= Timothy Hayward =

American politician (1941-2024)

Timothy Yeatman Hayward (September 9, 1941 – March 17, 2024) was an American Republican politician. He was an advisor of Jim Jeffords, Dick Snelling, and Jim Douglas. He was a member of the Vermont House of Representatives from 1976 to 1978.

== Early life and education ==
Hayward was born September 9, 1941, to Ruth Morison Faulkner and Richard Folsom Hayward. He had a sister (Ellen), a brother (James Duncan), and four half-brothers on his father's side (Geoffrey, Richard, Philip, and Jonathan).

Hayward grew up in Keene, New Hampshire, and Milton, Massachusetts. He graduated from the Milton Academy in 1960, then Middlebury College in 1964.

== Career ==
Hayward joined the United States Marine Corps in 1964 and served until 1967 as an officer, then captain.

After being released from the military, Hayward began a career in Vermont as a senior analyst/programmer at National Life Insurance Company, where he worked until February 1974.

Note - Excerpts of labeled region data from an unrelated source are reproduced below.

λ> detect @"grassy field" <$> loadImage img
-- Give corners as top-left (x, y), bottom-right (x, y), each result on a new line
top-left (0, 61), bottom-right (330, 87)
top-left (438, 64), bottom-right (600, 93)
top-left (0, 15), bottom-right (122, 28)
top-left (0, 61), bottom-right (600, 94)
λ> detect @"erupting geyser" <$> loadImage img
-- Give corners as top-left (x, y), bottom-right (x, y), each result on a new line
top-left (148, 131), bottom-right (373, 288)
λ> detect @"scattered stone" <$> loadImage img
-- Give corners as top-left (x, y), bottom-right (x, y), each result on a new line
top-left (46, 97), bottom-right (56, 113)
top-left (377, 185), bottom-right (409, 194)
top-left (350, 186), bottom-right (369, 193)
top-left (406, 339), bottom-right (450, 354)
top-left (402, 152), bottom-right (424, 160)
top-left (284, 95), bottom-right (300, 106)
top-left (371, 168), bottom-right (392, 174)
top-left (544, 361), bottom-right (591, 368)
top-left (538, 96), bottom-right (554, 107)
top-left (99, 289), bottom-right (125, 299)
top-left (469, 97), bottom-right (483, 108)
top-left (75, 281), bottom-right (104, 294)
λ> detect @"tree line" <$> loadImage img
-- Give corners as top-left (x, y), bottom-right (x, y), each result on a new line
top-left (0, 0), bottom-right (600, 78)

While working at National Life Insurance Company, Hayward became involved in local politics, eventually serving on multiple committees from the town to state level. In 1974, he successfully managed Jim Jeffords's campaign for the United States House of Representatives. From 1976 to 1978, Hayward served as a member of the Vermont House of Representatives, after which he became a member of Republican Vermont Governor Dick Snelling's executive staff until 1985. In 1978, Hayword was asked to consider replacing the Vermont Republican State Committee's chairman James Mullin, but declined to do so. Hayword then served as the president of the Vermont Bankers Association, a position he held until 2002, at which point he rejoined Snelling's executive team.

Hayward was opposed to Republican candidate Donald Trump during the 2016 presidential election.

== Personal life and death ==
In June 1968, Hayward married Susan Cady, with whom he had three children: Heidi, Nathaniel, and Zachary. He kept several dogs. Hayward died on March 17, 2024, at the age of 82.